Da un lato, la vendita all'incanto assicura lo scioglimento della turbolenta comunione, ma – dall'altro – la prassi insegna che implica tempi dilatati e spesso una vendita a prezzo inferiore, rispetto a quello di mercato.

C'è, infine, un altro caso pratico molto interessante e rischioso, ossia quello dell'avventato tentativo di vendere l'intero immobile pur senza il via libera degli altri coeredi. Ebbene, in ipotesi di mancata autorizzazione all'operazione, le conseguenze giuridiche – per il coerede che si comporta come se fosse il solo proprietario – sono, alternativamente, quelle che seguono:

  • il venditore-coerede si obbliga a far acquistare la proprietà all'acquirente, esclusivamente laddove l'immobile gli sia poi assegnato al termine della procedura di divisione;
  • altrimenti, la vendita non trasferirà la proprietà, e il compratore potrà tutelarsi chiedendo al coerede la restituzione del prezzo ed eventualmente il risarcimento danni.

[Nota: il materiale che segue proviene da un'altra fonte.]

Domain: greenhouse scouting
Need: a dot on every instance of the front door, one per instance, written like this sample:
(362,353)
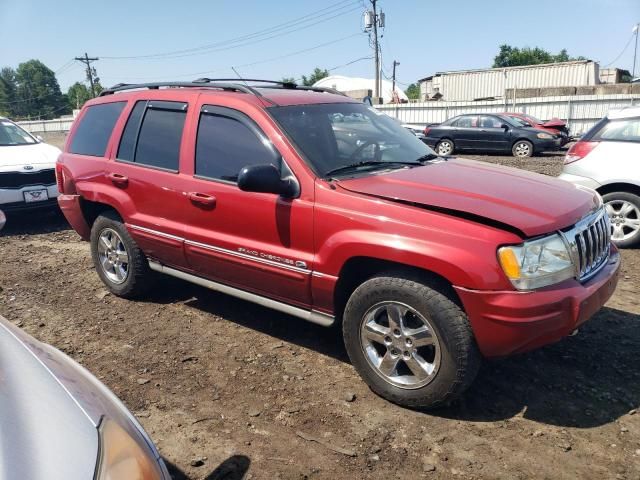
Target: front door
(254,241)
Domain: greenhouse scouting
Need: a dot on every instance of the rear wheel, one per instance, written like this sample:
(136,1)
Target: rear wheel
(445,147)
(409,342)
(120,263)
(522,149)
(624,213)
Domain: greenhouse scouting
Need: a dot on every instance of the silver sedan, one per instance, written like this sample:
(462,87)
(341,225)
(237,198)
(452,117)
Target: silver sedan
(57,421)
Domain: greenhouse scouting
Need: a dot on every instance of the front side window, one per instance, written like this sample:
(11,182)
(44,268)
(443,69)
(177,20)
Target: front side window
(227,142)
(11,134)
(95,128)
(623,130)
(346,136)
(153,134)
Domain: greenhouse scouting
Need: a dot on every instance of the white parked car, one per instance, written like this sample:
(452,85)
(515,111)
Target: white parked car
(607,159)
(27,170)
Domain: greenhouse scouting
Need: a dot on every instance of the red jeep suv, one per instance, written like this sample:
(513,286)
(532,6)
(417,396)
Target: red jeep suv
(308,202)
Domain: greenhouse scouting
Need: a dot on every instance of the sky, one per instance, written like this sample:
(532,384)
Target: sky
(188,39)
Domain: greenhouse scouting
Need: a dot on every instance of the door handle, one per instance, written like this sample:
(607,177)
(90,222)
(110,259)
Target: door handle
(202,199)
(119,180)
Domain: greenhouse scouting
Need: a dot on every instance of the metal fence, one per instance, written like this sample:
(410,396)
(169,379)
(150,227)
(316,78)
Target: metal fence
(580,111)
(45,126)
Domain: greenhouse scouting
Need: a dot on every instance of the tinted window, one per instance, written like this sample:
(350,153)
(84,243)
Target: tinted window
(93,132)
(466,122)
(226,145)
(160,136)
(130,134)
(624,130)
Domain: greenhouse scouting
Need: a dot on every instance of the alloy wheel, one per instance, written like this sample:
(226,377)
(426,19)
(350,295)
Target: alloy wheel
(624,217)
(400,344)
(113,256)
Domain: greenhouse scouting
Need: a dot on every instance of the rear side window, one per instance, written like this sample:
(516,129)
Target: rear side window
(95,128)
(623,130)
(153,134)
(226,144)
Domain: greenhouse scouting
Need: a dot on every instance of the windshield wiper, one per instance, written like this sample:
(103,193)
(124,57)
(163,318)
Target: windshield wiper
(368,163)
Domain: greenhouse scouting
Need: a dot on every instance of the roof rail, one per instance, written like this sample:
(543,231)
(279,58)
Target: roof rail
(156,85)
(228,84)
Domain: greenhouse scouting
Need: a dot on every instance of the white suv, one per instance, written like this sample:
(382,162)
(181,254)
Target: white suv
(27,170)
(607,159)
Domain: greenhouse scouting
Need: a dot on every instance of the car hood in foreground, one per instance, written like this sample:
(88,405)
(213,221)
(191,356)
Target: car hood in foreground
(36,154)
(43,431)
(530,203)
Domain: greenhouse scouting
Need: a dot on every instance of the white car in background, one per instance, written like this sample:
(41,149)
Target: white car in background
(607,159)
(27,170)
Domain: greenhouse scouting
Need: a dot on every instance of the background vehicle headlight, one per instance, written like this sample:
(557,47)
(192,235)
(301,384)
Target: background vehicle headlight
(122,457)
(537,263)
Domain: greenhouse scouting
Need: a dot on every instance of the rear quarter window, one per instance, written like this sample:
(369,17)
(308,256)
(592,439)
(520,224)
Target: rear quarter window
(95,128)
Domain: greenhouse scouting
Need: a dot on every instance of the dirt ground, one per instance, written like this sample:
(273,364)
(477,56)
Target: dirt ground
(236,388)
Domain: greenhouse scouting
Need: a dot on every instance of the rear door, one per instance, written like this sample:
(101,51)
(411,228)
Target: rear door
(254,241)
(145,167)
(490,134)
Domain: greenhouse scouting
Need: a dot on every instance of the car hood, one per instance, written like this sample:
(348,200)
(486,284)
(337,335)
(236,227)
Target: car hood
(36,155)
(43,431)
(554,122)
(530,203)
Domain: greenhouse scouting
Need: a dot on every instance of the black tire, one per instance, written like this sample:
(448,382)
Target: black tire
(139,276)
(615,199)
(444,142)
(459,356)
(522,149)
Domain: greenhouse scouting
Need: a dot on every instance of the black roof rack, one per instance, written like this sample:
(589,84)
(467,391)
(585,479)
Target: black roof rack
(228,84)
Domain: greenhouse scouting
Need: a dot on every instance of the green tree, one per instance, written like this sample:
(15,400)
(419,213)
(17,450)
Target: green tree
(7,91)
(413,92)
(318,74)
(77,95)
(38,94)
(509,56)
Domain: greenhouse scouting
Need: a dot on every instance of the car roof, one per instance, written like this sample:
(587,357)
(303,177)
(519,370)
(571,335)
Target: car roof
(265,97)
(626,112)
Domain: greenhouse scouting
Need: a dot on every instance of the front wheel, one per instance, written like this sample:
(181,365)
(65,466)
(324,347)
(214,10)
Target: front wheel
(522,149)
(445,147)
(624,214)
(409,342)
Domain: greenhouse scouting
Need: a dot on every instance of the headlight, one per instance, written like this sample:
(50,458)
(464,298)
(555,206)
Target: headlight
(122,457)
(537,263)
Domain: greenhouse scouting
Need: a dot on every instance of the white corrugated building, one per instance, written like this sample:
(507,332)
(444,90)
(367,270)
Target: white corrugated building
(492,82)
(355,84)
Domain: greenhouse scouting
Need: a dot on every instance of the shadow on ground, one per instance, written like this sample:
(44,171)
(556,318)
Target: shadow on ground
(34,223)
(233,468)
(583,381)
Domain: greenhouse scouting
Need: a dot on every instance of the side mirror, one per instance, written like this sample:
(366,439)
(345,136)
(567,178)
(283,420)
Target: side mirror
(266,179)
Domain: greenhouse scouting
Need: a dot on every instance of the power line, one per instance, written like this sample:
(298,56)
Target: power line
(622,52)
(267,60)
(255,37)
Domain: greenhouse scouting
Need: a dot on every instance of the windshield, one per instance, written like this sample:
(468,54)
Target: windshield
(333,136)
(11,134)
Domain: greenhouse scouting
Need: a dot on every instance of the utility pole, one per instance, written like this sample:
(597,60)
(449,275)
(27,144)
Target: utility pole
(635,51)
(373,21)
(393,89)
(91,72)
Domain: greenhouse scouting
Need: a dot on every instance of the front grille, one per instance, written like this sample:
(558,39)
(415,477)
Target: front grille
(589,243)
(27,179)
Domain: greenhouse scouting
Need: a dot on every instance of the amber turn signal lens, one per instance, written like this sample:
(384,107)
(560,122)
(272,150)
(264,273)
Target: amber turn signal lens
(121,457)
(509,262)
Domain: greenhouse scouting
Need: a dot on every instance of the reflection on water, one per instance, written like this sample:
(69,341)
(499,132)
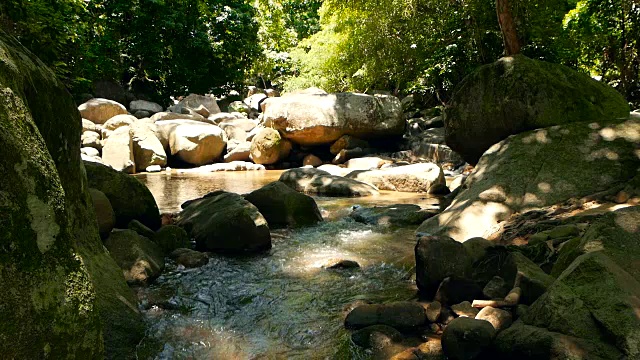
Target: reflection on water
(281,304)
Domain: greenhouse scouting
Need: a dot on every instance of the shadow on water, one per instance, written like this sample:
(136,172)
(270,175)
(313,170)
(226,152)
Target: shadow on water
(282,304)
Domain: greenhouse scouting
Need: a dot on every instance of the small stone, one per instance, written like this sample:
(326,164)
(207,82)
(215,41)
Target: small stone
(465,338)
(496,288)
(465,309)
(500,319)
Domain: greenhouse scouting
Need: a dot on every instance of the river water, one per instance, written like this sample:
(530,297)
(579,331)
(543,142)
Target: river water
(281,304)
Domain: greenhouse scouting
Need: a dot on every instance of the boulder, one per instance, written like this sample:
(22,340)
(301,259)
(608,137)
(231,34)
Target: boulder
(100,110)
(143,105)
(315,119)
(517,94)
(314,181)
(86,297)
(170,238)
(140,259)
(104,212)
(525,342)
(400,315)
(128,196)
(409,178)
(189,258)
(284,207)
(466,338)
(197,144)
(119,121)
(225,222)
(594,298)
(117,151)
(391,215)
(439,257)
(267,147)
(529,171)
(147,149)
(194,101)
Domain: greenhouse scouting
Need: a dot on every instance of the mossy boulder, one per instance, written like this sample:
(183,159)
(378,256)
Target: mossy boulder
(284,207)
(537,169)
(37,112)
(131,200)
(225,222)
(517,94)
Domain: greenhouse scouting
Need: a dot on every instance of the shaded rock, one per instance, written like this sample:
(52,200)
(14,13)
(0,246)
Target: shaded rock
(225,222)
(410,178)
(284,207)
(100,110)
(593,299)
(392,215)
(453,290)
(314,181)
(527,342)
(400,315)
(117,151)
(267,147)
(466,338)
(189,258)
(143,105)
(141,229)
(522,173)
(517,94)
(439,257)
(129,198)
(500,319)
(140,259)
(197,144)
(147,149)
(314,119)
(171,237)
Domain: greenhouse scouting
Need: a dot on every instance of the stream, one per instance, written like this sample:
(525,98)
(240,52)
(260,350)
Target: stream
(281,304)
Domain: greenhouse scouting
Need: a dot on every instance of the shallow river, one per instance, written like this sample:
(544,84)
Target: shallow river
(281,304)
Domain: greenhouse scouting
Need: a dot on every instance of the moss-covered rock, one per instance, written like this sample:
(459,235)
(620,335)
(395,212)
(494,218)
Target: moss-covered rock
(55,115)
(225,222)
(537,169)
(131,200)
(517,94)
(284,207)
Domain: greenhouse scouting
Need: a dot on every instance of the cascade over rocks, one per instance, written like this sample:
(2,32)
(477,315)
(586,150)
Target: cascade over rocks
(43,175)
(315,119)
(225,222)
(517,94)
(536,169)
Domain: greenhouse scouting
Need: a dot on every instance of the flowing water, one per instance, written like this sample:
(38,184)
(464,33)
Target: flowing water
(281,304)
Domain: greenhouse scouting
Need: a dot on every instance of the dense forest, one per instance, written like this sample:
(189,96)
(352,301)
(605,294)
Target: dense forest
(159,48)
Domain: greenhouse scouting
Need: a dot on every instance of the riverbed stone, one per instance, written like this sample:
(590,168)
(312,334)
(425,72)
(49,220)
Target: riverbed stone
(408,178)
(140,259)
(517,94)
(439,257)
(100,110)
(315,119)
(225,222)
(129,198)
(529,171)
(466,338)
(284,207)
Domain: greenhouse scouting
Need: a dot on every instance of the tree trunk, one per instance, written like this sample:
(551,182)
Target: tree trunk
(508,28)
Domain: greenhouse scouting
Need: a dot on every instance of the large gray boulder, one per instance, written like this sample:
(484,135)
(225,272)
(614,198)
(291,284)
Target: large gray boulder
(315,119)
(225,222)
(57,277)
(131,200)
(517,94)
(284,207)
(536,169)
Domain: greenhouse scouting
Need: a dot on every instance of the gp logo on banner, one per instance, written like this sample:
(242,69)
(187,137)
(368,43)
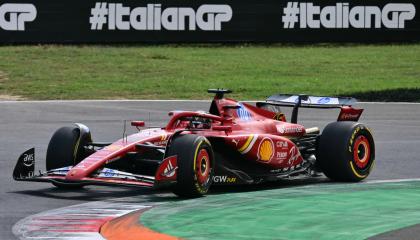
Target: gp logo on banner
(343,15)
(13,16)
(116,16)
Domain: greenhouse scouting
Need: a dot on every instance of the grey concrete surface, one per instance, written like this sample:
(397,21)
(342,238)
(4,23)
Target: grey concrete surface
(396,128)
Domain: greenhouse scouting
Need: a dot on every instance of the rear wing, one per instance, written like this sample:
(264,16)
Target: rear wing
(310,101)
(347,113)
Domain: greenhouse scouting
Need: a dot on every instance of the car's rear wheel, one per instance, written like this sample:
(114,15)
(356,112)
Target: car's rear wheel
(195,161)
(65,149)
(346,151)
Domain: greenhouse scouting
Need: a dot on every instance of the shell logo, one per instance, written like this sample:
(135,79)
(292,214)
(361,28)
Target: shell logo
(266,150)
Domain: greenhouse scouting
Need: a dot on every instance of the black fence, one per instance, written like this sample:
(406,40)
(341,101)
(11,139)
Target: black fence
(138,21)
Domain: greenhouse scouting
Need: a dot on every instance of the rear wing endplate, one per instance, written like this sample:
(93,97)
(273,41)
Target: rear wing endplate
(288,100)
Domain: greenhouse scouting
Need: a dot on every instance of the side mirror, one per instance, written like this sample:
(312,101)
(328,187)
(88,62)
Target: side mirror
(137,123)
(222,128)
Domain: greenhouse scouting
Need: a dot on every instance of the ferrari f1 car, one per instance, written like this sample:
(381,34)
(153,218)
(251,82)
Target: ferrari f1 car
(232,143)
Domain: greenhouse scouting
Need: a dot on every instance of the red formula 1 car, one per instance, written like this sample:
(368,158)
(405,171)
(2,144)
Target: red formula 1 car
(233,143)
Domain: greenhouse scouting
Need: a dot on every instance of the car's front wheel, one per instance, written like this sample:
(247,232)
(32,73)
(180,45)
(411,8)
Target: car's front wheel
(195,161)
(66,149)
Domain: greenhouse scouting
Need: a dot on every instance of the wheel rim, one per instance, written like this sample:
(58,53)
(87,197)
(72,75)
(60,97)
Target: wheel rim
(203,166)
(361,152)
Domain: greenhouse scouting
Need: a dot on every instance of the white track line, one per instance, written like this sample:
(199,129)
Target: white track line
(393,180)
(62,223)
(168,100)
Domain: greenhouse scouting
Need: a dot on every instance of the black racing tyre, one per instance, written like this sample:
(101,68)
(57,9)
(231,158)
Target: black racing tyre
(196,163)
(63,150)
(346,151)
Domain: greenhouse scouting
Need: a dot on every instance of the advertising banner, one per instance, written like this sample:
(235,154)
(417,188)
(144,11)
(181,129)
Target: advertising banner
(199,21)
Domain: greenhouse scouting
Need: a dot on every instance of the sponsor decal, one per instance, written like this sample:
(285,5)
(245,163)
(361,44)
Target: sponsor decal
(324,100)
(248,144)
(28,160)
(109,172)
(349,116)
(282,145)
(224,179)
(62,171)
(279,116)
(169,170)
(343,16)
(289,129)
(113,148)
(14,16)
(281,156)
(294,155)
(155,17)
(243,113)
(266,150)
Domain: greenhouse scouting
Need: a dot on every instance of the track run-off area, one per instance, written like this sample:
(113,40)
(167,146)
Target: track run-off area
(307,209)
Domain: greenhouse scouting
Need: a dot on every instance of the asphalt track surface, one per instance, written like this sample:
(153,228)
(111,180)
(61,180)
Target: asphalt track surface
(396,128)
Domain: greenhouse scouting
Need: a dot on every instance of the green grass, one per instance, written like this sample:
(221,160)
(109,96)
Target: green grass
(185,72)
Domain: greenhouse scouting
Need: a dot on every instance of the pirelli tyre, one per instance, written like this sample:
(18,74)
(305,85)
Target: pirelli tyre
(346,151)
(196,163)
(66,149)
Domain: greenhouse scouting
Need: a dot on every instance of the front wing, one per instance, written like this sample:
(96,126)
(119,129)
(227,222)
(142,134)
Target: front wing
(24,171)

Concludendo, vendere una casa ereditata quando uno degli eredi si oppone è possibile, ma impone di conoscere bene i diritti e gli strumenti messi a disposizione dalla legge, ossia la prelazione degli altri coeredi, la divisione giudiziale con possibile assegnazione o vendita all'asta e l'impossibilità di trasferire la proprietà del bene senza il consenso di tutti. In definitiva, non bisogna mai dimenticare che esistono regole, strumenti e percorsi – anche giudiziari – che consentono di uscire da quella che, spesso, si manifesta come una paralisi immobiliare e familiare.